皆さま、こんにちは。Broadcom の VCF-TAM 中山です。平素は弊社製品に格別のご愛顧を賜り、誠にありがとうございます。

私は日頃、多くのお客様のシステム運用を最前線でサポートさせていただいています。その中で、この数年、インフラ現場の抱える「悩み」が大きく変化していることを痛感しております。かつては、システムの「安定稼働」や「障害対応」といった、インフラの信頼性維持が主要な課題でした。しかし、近年のデジタルトランスフォーメーション (DX) の加速に伴い、状況は一変しました。ビジネス部門からの「新機能の迅速なリリース」という要求が高まり、インフラ担当者にも、開発スピードの向上とサービスの信頼性担保という、実質的に Site Reliability Engineering (SRE) の役割が求められるようになりました。

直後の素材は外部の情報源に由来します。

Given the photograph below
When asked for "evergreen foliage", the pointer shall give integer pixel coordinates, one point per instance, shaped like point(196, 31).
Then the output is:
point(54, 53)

特に、Kubernetes をはじめとするコンテナ技術の普及は、この難易度を飛躍的に上げています。私自身、お客様から「Kubernetes の複雑さに従来の運用体制では追いつかない」「アプリケーションとインフラの責任範囲の境界線が曖昧になった」といった、切実なお声を多数伺っています。

本記事は、こうした現場のインフラ担当者の皆様の課題に対し、Broadcom として、また私個人の経験に基づき、どのような解決のヒントやソリューションを提供できるかをまとめたものです。

■目次

  1. インフラ担当者の方々の「悩み」とは

  2. VCF Operations による「可視化」

  3. 後編に向けて

1. インフラ担当者の方々の「悩み」とは

インフラ担当者の方々の「悩み」は一体何に起因するものでしょうか。VMware Cloud Foundation® (以降 VCF) や VMware vSphere® (以降 vSphere) といったプライベートクラウド基盤を運用するインフラ担当者の皆様は、開発部門から「Kubernetes を使いたい」という要求を受け、その基盤を提供・運用する機会が急激に増えているのではないでしょうか。従来の「VM を払い出して終わり」というタスクベースの責任範囲を超え、「払い出した VM 上で動作する Kubernetes クラスタ」、さらには「その上で動くアプリケーション(サービス)」全体の信頼性(Reliability)にまで責任が及びます。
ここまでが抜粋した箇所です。